O verdadeiro desafio da catequese de adultos
Aqui se encontra um dos pontos centrais da catequese em nossos dias. Trata-se da dissociação entre sacramento e conversão.
Muitos adultos chegam ao catecumenato trazendo consigo uma visão fragmentada da fé, marcada por influências diversas, sejam elas de matriz protestante, naturalista ou mesmo esotérica.
Não raramente, a Igreja é percebida como apenas mais uma instituição religiosa, e os sacramentos como ritos simbólicos sem uma realidade sobrenatural objetiva.
O desafio do catequista, portanto, não se limita à transmissão de conteúdos, mas consiste em ordenar a visão de mundo do catecúmeno à luz da fé da Igreja, ajudando-o a compreender quem é Jesus Cristo e o que significa segui-Lo de modo concreto.
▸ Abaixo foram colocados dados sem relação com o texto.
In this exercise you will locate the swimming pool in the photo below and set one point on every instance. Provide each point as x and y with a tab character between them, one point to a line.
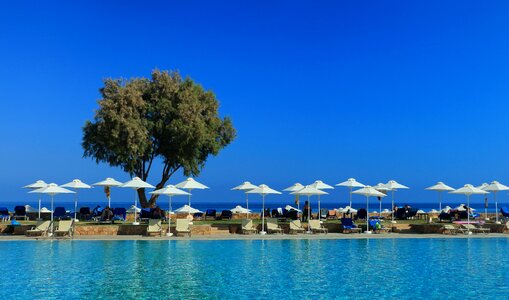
360	268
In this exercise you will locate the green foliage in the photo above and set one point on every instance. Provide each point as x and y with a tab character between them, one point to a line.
165	117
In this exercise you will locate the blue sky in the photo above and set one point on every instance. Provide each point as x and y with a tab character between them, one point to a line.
413	91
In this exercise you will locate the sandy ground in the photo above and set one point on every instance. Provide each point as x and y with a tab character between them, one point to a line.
330	236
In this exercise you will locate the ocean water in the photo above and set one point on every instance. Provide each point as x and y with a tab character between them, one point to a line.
256	205
469	268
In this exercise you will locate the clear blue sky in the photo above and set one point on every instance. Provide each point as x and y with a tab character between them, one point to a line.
415	91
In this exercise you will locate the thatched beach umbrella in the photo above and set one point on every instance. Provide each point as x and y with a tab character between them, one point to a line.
190	184
170	191
108	183
263	190
309	191
368	191
35	186
393	186
351	183
496	187
76	184
52	189
135	184
440	187
469	190
246	186
320	185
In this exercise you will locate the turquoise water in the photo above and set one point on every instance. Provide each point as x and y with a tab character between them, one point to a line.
313	269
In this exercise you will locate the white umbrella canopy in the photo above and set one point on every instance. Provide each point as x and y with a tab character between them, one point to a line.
483	187
240	210
440	187
393	186
52	189
318	184
136	183
263	190
191	184
37	185
295	187
496	187
381	188
289	207
187	209
309	191
245	187
469	190
351	183
76	184
107	184
170	191
368	191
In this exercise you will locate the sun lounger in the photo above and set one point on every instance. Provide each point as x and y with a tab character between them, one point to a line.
450	229
272	226
317	227
183	227
20	213
349	226
4	214
154	227
296	227
474	229
40	229
248	227
65	227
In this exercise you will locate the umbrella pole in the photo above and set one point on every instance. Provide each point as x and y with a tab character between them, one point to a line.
439	201
52	214
309	213
350	197
392	208
319	210
496	205
39	206
75	204
367	213
468	213
169	215
263	214
247	205
134	222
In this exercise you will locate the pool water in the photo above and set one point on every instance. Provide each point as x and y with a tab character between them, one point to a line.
467	268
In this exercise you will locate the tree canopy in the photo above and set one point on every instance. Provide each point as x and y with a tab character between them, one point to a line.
168	117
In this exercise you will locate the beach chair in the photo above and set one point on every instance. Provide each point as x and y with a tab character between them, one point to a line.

Qual é a finalidade da catequese?
A resposta é simples e, ao mesmo tempo, exigente. A catequese existe para apresentar Jesus Cristo.
Ela não tem como finalidade primeira ensinar normas, ritos ou estruturas, mas conduzir o catecúmeno a um encontro real com a Pessoa de Cristo. Como afirma o próprio Senhor:
“Ide por todo o mundo e pregai o Evangelho a toda criatura” (Mc 16,15).
Sem Cristo no centro, a catequese se reduz a uma instrução religiosa estéril. Por isso, é impensável uma catequese autêntica que não apresente Jesus como Senhor e Salvador, vivo na Igreja, presente nos sacramentos e atuante na história.
Entretanto, ninguém pode apresentar verdadeiramente uma Pessoa que não conhece.
O catequista, antes de tudo, é chamado a ser discípulo. Alguém que conhece a vida de Cristo, a história da Igreja que Ele fundou, a riqueza dos sacramentos, o testemunho dos santos e a presença materna da Santíssima Virgem.
Conclusão
Os desafios da catequese para adultos em tempos atuais são reais e complexos, mas não inéditos. O que muda é o contexto cultural e as formas de resistência ao Evangelho. A resposta da Igreja, porém, permanece a mesma.
A catequese exige testemunho antes de métodos. Exige encontro antes de estratégias. Exige uma fé viva, capaz de mostrar, hoje como ontem, que aqueles que encontraram Cristo vivem de modo diferente.